Anastasiadis’in muhtemel hedefinin, “Kuzey Kıbrıs’ın meşru Kıbrıs Hükümetimin henüz kontrol edemediği bir bölgesi olduğu için böyle bir hayati sorumluluğu yerine getiremedik' şeklinde bir bahane ortaya koymak olduğuna dikkat çeken Fikri, KKTC üzerinde, Rum Yönetimi adına dolaylı bir AB denetim mekanizmasını uluslararası gündeme taşıma gayesinde olduklarının altını çizdi. 

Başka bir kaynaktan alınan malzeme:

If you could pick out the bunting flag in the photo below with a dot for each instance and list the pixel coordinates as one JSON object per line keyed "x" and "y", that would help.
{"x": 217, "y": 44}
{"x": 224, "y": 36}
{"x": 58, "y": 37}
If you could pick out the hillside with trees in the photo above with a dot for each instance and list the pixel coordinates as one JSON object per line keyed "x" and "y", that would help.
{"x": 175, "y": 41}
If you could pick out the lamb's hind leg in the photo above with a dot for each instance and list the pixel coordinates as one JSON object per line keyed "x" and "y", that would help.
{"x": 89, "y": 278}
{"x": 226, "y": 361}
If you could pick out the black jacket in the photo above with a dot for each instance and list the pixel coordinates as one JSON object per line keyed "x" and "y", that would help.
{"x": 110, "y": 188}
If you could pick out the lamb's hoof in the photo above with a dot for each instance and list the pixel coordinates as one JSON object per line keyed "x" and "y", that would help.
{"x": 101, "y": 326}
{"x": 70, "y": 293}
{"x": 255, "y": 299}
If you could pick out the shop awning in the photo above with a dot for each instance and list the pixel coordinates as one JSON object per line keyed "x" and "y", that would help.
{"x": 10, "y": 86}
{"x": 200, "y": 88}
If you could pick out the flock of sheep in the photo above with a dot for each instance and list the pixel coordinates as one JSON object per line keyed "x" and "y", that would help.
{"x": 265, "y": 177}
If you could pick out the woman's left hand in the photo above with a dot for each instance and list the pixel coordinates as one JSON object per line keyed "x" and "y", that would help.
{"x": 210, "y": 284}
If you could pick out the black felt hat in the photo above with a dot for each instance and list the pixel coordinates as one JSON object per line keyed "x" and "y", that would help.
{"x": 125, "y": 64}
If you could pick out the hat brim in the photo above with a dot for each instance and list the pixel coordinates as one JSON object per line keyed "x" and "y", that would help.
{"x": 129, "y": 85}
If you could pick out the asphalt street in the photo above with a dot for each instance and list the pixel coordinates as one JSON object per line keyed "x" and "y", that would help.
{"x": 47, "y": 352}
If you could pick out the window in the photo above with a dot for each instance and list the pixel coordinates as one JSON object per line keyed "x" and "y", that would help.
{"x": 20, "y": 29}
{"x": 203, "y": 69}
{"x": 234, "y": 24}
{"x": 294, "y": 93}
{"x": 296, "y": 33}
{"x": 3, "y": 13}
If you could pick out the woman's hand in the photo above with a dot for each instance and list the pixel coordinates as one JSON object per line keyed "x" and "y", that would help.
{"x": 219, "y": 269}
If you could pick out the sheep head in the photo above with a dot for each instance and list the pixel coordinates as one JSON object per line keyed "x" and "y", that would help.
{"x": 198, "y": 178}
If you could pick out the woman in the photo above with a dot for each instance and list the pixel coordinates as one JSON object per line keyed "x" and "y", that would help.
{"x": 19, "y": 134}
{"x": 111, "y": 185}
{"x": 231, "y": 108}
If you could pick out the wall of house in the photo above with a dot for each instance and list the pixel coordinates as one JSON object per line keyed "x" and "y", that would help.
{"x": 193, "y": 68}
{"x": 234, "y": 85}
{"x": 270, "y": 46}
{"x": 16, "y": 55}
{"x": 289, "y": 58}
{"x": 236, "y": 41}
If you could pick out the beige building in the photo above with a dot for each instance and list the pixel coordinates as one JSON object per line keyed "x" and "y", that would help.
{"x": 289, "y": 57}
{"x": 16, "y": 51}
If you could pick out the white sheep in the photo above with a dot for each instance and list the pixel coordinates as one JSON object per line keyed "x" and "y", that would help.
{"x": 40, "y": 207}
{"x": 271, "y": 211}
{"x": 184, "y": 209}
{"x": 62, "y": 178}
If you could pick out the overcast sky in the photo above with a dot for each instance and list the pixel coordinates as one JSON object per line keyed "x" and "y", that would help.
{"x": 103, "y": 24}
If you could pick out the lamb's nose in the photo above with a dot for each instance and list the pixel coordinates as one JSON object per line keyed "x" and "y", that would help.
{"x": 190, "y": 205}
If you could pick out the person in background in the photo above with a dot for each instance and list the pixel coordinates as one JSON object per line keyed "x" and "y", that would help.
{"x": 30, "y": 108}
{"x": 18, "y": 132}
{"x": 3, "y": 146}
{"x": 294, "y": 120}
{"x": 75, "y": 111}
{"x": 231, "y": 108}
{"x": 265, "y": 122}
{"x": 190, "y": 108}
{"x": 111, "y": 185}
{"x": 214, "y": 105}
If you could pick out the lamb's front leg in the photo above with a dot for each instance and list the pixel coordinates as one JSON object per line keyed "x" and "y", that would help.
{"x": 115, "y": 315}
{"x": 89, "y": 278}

“KİLİSELERİN DEVRİNİ TALEP EDECEKLER” 


Anastasiadisin 'iyi niyet ve güven artırıcı önlem paketinin ikinci maddesini de yorumlayan Fikri, Güney Kıbrıs'taki ibadet yerlerinin yönetimini, Vakıflar İdaresine devredilmesi hususunun da planlı bir hamle olduğu iddiasında bulundu. Fikri bu hamlenin ise KKTC deki Rum ibadet merkezlerinin yönetimini, karşılıklılık ilkesi gereği, Rum Ortodoks Kilisesini devredilmesini amaçlayan bir hamle olduğunu öne sürdü. 

“UCUZ VE BOŞ PROPAGANDA” 

Anastasiadis’in üçüncü olarak sunduğu iyi niyet göstergesi maddesinin ise yanıltıcı olduğuna işaret eden Fikri, 41 yol sonra 'sözde meşru Kıbrıs Devletini' resmi lisanının Rumcadan ibaret olmadığı ve Türkçe'nin de AB resmi lisanı olarak en kısa zamanda AB de tescil edileceğini ifade etmesi gerektiğini ancak sadece Rum Devlet Dairelerine bir kaç Türkçe konuşan personel alınacağının açıklandığını kaydetti. Fikri bu hamleleri “Kıbrıs sorununu bilmeyen çevrelere yönelik ucuz ve boş bir propaganda söylemin” olarak yorumladı. 

“KOP MESELESİ” 

Fikri, Kıbrıs Türk Futbol Federasyonumuzun, Kıbrıs Rum Futbol Federasyonu KOP şemsiyesi altında ve KOP un onay ve icazetine dayalı olarak geliştirmeye çalıştığı FIFA ilişkisini Anastasiadis’in yürekten selamlaması ve desteklemesinin şaşırtıcı olmadığını da öne sürdü. “KKTC deki Futbol Kulüplerimizin sehven sürüklendiği bu stratejik hatalardan en kısa zamanda döneceklerine inanıyorum.” Şeklinde konuşan Fikri, Anastasiadis’in 'Kıbrıs Cumhuriyeti Egemenliğini' fiilen KKTC de de geçerli kılacak uluslararası bir stratejiyi uygulamaya koyduğunu iddia etti.